La première raison qui explique cette intense escalade est, sans aucun doute, le retour au pouvoir de Donald Trump. Il est bien connu que lors de sa première présidence en 2018, il s'est retiré de l'accord sur le nucléaire iranien (le Plan d’action global commun, PAGC), a rétabli les sanctions antérieures et en a introduit de nouvelles, extrêmement sévères, à l'encontre de Téhéran. Trump a adopté une position intransigeante à l'égard du régime islamique, qu'il considère comme une menace pour les droits de l'homme et la stabilité régionale. Au début du mois de février de cette année, il avait déjà formulé des exigences strictes à l'égard de l'Iran : réduire considérablement, voire démanteler entièrement, son programme nucléaire, renoncer aux armes nucléaires et aux missiles balistiques intercontinentaux, et cesser de soutenir les groupes alliés dans la région (Hamas, Hezbollah, Houthis et milices chiites irakiennes). Il a menacé Téhéran de bombardements à grande échelle en cas de désaccord, mais a aussi mentionné de possibles négociations. Il convient de rappeler que Trump a personnellement autorisé l'assassinat de Qassem Soleimani, le commandant de la Force Al-Qods du Corps des gardiens de la révolution islamique (CGRI), accusant les milices chiites dirigées par Soleimani d'avoir perpétré le « massacre » de civils en Syrie. En revanche, les Iraniens considèrent Soleimani comme un noble guerrier et un soldat professionnel, qui a sauvé les peuples syriens et irakiens des atrocités terroristes, et ont été scandalisés par son assassinat extrajudiciaire. D'un point de vue économique, c'est au cours du premier mandat de Trump que les exportations de pétrole iranien ont presque été divisées par dix, passant de plus de 2,5 millions de barils par jour en avril 2018 à 300 000 barils par jour en juin 2019.
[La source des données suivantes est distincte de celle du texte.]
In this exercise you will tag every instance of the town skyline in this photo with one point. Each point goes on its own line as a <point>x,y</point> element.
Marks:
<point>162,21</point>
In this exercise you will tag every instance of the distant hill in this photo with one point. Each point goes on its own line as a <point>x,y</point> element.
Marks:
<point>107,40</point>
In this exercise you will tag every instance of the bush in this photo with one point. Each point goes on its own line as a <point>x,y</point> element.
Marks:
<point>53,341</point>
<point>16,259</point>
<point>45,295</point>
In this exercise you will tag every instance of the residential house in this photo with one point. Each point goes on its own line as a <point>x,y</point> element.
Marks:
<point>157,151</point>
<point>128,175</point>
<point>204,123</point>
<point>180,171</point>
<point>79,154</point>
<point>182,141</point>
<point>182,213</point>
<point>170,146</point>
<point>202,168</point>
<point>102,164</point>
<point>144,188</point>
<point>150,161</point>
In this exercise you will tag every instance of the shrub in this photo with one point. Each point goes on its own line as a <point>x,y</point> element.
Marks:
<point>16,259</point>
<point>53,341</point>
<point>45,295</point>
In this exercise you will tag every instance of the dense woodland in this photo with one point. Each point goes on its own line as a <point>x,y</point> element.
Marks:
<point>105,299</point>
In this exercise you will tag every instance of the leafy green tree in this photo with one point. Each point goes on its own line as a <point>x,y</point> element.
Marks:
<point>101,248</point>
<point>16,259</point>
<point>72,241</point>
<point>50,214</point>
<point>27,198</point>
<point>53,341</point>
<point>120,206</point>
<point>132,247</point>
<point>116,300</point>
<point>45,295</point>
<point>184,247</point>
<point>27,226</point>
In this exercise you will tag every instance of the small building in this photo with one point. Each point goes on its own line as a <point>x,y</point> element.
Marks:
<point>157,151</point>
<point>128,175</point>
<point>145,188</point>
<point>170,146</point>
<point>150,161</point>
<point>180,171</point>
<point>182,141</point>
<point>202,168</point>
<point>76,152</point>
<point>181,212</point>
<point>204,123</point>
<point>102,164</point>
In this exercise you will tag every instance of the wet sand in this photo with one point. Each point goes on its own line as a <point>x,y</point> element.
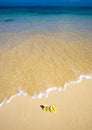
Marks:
<point>34,61</point>
<point>74,110</point>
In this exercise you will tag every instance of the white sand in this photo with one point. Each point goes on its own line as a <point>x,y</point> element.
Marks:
<point>74,110</point>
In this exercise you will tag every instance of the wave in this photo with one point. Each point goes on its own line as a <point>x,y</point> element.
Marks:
<point>47,91</point>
Bien que les sanctions soient restées en place sous la présidence de Joe Biden, leur application est devenue plus souple. En conséquence, en 2024, l'Iran a commencé à reconstituer rapidement ses exportations de pétrole, qui ont atteint 1,9 million de barils par jour l'été dernier. Cela a fait naître l'espoir d'une reprise économique progressive. Toutefois, le retour de Donald Trump à la Maison Blanche en janvier 2025 a entraîné une nouvelle vague de menaces. Dès le premier mois de son mandat, Trump a annoncé à l'Iran un délai de deux mois pour faire des concessions, faute de quoi il s'exposerait à une réponse ferme.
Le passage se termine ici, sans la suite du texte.